# Spanish Cat for adoption



## GertiRouge (Mar 10, 2010)

Hi everyone,

I´m new here but I also have an adoption case. I´m volunteer in an animal protection society in Spain. I know there are many cats in need but maybe someone would be interested in this one.

We´re looking for a home to an elderly cat. Her name is Pepita and she´s 14 years old. She had a "home" before but it was like ****. She was neck bound so badly that she got really hurt. And what is more,she was constantly battered. Luckily we got her out of there.And her wound is healing well.But she needs a family to give her all the love she didn´t get.She needs a peaceful place urgently. She´s in a foster home but she can´t stay there much longer,she needs a safe and permanent home to stay.

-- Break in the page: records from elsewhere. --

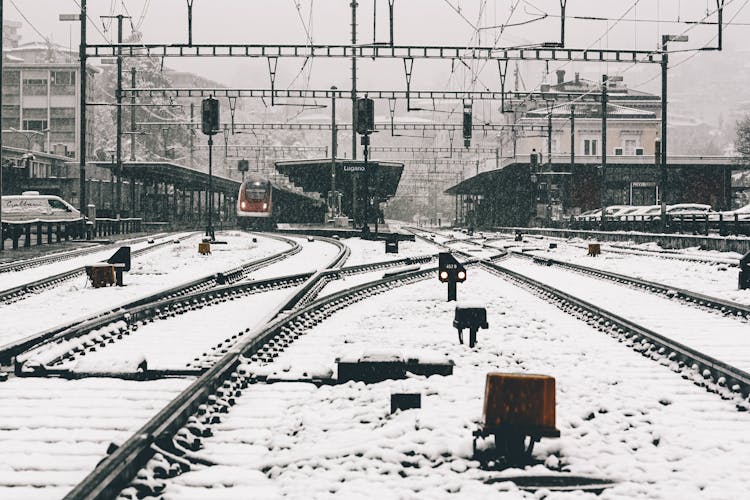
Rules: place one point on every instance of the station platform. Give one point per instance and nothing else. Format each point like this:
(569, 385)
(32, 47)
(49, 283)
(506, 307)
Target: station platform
(384, 232)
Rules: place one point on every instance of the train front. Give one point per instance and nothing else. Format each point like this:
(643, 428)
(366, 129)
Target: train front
(254, 203)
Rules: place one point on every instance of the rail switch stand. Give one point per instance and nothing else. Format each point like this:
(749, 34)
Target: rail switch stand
(391, 245)
(745, 272)
(450, 271)
(517, 406)
(472, 318)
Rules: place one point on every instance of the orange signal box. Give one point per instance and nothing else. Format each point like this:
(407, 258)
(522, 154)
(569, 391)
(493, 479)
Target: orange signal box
(519, 399)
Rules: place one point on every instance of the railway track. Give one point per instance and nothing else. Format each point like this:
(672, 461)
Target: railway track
(21, 265)
(96, 320)
(693, 364)
(168, 438)
(161, 448)
(215, 391)
(21, 292)
(725, 307)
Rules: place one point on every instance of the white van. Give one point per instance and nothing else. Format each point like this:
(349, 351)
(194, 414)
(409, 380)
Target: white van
(31, 206)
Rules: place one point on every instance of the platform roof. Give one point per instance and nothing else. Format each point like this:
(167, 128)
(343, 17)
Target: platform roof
(315, 175)
(172, 173)
(479, 183)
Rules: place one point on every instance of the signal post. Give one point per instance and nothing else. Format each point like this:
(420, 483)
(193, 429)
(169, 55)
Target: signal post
(450, 271)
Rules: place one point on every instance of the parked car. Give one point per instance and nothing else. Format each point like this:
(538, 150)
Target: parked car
(589, 215)
(742, 213)
(31, 206)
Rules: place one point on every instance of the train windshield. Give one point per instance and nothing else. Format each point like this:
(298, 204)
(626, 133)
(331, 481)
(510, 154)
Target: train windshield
(255, 191)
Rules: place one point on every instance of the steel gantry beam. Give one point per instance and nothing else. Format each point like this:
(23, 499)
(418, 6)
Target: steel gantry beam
(482, 127)
(375, 51)
(428, 150)
(435, 95)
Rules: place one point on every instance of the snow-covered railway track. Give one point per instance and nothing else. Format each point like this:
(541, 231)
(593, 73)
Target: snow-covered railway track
(716, 356)
(725, 307)
(20, 265)
(20, 292)
(54, 431)
(187, 419)
(90, 322)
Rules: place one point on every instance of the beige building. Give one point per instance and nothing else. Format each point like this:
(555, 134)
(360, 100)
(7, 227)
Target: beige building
(41, 99)
(633, 122)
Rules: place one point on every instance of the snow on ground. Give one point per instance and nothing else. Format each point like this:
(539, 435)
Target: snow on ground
(188, 335)
(724, 338)
(53, 432)
(166, 267)
(622, 416)
(717, 280)
(16, 278)
(630, 247)
(366, 251)
(315, 255)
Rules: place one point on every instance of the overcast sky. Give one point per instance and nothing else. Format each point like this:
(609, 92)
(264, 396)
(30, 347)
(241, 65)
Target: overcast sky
(430, 22)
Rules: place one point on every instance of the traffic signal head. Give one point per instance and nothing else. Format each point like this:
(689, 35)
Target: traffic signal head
(449, 269)
(210, 116)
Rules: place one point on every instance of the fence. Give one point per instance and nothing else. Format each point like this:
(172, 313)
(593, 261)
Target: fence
(55, 231)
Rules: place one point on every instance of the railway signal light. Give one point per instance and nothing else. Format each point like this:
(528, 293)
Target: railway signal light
(450, 271)
(365, 116)
(210, 116)
(467, 125)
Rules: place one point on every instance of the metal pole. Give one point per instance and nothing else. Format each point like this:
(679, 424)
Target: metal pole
(192, 132)
(663, 164)
(354, 79)
(132, 116)
(2, 232)
(355, 205)
(82, 127)
(118, 96)
(333, 153)
(603, 189)
(210, 204)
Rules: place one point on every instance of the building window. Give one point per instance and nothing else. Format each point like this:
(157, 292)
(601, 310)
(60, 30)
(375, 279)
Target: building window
(63, 78)
(35, 86)
(35, 125)
(63, 82)
(590, 147)
(628, 146)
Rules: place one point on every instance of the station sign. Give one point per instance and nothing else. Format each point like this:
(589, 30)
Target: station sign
(353, 166)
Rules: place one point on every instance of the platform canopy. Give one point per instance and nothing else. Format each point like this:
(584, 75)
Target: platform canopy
(315, 175)
(172, 173)
(479, 184)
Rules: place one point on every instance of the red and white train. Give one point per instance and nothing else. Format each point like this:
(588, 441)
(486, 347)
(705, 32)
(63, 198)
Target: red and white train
(255, 204)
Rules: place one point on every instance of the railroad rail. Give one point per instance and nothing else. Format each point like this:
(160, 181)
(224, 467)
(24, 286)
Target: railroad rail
(729, 381)
(20, 292)
(70, 341)
(21, 265)
(190, 413)
(726, 307)
(82, 325)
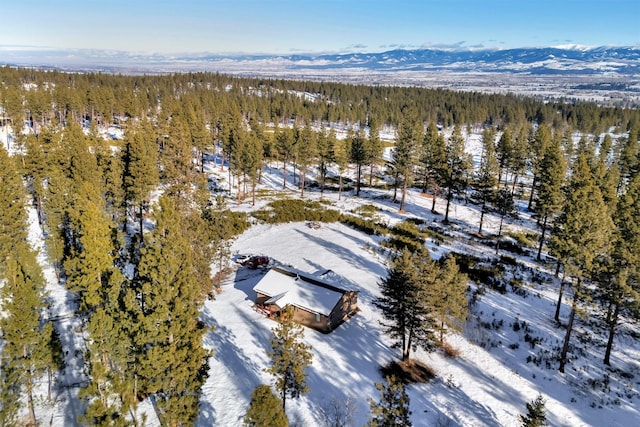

Here´s a link where you can meet her.

http://protectoraanimalparraga.net/ficha/858/


If you are interested in her you can answer here or send me and e-mail to:
[email protected]

Thanks everyone!


----------



## marie73 (Jul 12, 2006)

Poor little girl! I'm glad her dental problems were fixed. I hope she finds a good home soon.

Looks like she's polydactyl! Adorable!


----------



## GertiRouge (Mar 10, 2010)

Yes,she´s nice,very quiet (she´s 14).Ans she´s scared of any sudden noise.I guess anything that reminds her of the batter. She appreciates just being calm.


----------